Şarku’l Avsat’ın Independent Arabia’dan çevirdiği habere göre Yemen hükümeti, İran'ı, ‘Birleşmiş Milletler (BM) silah ambargosunu ihlal ederek Husileri İHA ve balistik füzeler gibi çeşitli silahlarla desteklemekle’ suçluyor. Buna karşın İran Devrim Muhafızları Ordusu (DMO) Genel Komutanı Hüseyin Selami, İran medyasına yaptığı açıklamada, Tahran'ın Husilerin kararlarını doğrudan kontrol ettiği iddialarını reddederek Husilerin kararlarını bağımsız bir şekilde aldıklarını vurguladı. Ancak Yemen hükümeti çevreleri İran'ın desteğinin Husilerin eylemlerinin ana kaynağı olduğunda ısrar ediyor.

Yemen hükümeti, ABD'nin hava saldırıları sonucunda Husilerin kontrolündeki limanlarda meydana gelen ağır kayıpların ardından ‘Husiler Yemen'e yıkım getiriyor’ etiketiyle (hashtag) bir sosyal medya kampanyası başlattı. Kampanyanın amacının ‘Husilerin suçlarını ifşa etmek ve ülke kaynaklarına verdikleri zararın boyutlarını ortaya koymak, altyapı ile ekonomik ve sivil tesislerin tahrip edilmesinden ve bunların savaş amacıyla kullanılmasından onları tamamen sorumlu tutmak’ olduğu belirtildi.

Husiler cuma günü, ABD'nin Yemen'in batısındaki Hudeyde ilinde bir petrol ihracatı limanına gece boyunca düzenlediği saldırılarda ölenlerin sayısının 80'e yükseldiğini ve bu sayının Washington'ın bir ay önce başlattığı yoğun hava saldırılarının en ölümcülü olduğunu açıkladılar.

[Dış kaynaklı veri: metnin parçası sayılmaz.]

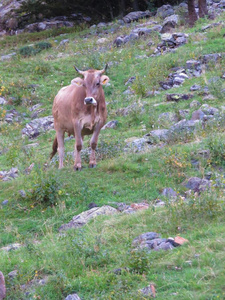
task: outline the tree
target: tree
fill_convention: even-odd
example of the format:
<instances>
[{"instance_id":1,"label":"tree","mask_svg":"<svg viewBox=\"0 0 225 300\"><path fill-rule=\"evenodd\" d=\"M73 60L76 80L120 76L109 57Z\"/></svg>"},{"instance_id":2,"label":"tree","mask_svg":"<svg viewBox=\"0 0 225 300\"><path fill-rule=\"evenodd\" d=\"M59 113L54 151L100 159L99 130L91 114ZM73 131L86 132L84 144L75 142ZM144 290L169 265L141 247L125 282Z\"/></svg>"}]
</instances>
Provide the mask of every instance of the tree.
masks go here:
<instances>
[{"instance_id":1,"label":"tree","mask_svg":"<svg viewBox=\"0 0 225 300\"><path fill-rule=\"evenodd\" d=\"M206 0L198 0L199 8L199 18L204 18L208 15L208 8ZM194 26L195 22L198 20L198 15L195 10L195 0L188 0L188 16L189 16L189 25Z\"/></svg>"}]
</instances>

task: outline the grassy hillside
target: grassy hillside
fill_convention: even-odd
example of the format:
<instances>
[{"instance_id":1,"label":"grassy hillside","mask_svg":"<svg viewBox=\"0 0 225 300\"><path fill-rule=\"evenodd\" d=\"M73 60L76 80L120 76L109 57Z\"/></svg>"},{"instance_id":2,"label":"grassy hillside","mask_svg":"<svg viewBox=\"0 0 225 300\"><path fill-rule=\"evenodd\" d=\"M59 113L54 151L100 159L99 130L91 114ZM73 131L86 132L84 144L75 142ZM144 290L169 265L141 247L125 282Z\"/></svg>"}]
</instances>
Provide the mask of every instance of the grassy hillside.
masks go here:
<instances>
[{"instance_id":1,"label":"grassy hillside","mask_svg":"<svg viewBox=\"0 0 225 300\"><path fill-rule=\"evenodd\" d=\"M187 60L224 52L224 23L202 31L204 25L223 20L221 15L216 21L201 20L192 29L177 28L189 34L188 42L160 56L151 56L160 42L155 32L119 48L113 45L117 36L145 26L147 20L130 27L113 23L1 38L0 55L16 52L11 60L0 61L0 97L7 100L0 105L0 171L18 169L15 179L0 182L0 270L6 299L57 300L72 293L82 300L147 299L139 290L150 283L157 299L224 299L225 59L209 63L200 77L189 76L179 87L165 91L159 85ZM99 43L102 37L107 40ZM65 39L69 42L60 44ZM73 171L74 139L67 139L65 168L58 170L58 158L49 161L54 130L34 139L22 136L21 130L32 120L34 105L41 104L37 118L51 115L58 90L77 76L73 65L102 69L106 62L108 121L117 120L118 125L101 131L96 169L88 169L84 151L82 172ZM132 76L132 93L126 93L125 83ZM166 101L166 94L190 93L194 84L207 86L210 97L201 90L192 92L189 100ZM151 96L152 91L160 93ZM190 105L193 100L199 104ZM219 116L204 126L200 123L191 134L178 132L166 143L153 141L140 152L129 149L134 138L170 128L170 120L159 121L162 113L176 113L179 121L179 111L188 110L190 120L203 104L217 108ZM5 116L13 109L18 117L8 123ZM86 137L84 148L88 147ZM201 155L203 150L207 155ZM207 176L209 189L187 193L185 180ZM176 200L162 195L167 187L177 192ZM156 207L157 199L165 205ZM145 202L149 208L100 216L79 229L59 232L93 202L113 207ZM132 251L132 240L149 231L164 238L181 235L189 243L172 251ZM1 249L13 243L21 247ZM12 278L8 274L13 270L17 273Z\"/></svg>"}]
</instances>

Bu arada saldırılar şiddetlenmeye devam ederken, ABD ile İran arasındaki müzakereler Umman’ın başkenti Maskat'ın ardından Roma'da tüm hızıyla devam ediyor. Basında yer alan haberlerde, İran’ın Dini Lideri Ali Hamaney’in Suudi Arabistan Savunma Bakanı Prens Halid bin Selman'la bölgedeki birçok karmaşık meseleyi görüşmek üzere bir araya gelmesinin ardından gerilimin azalacağına dair umutlar ifade edildi.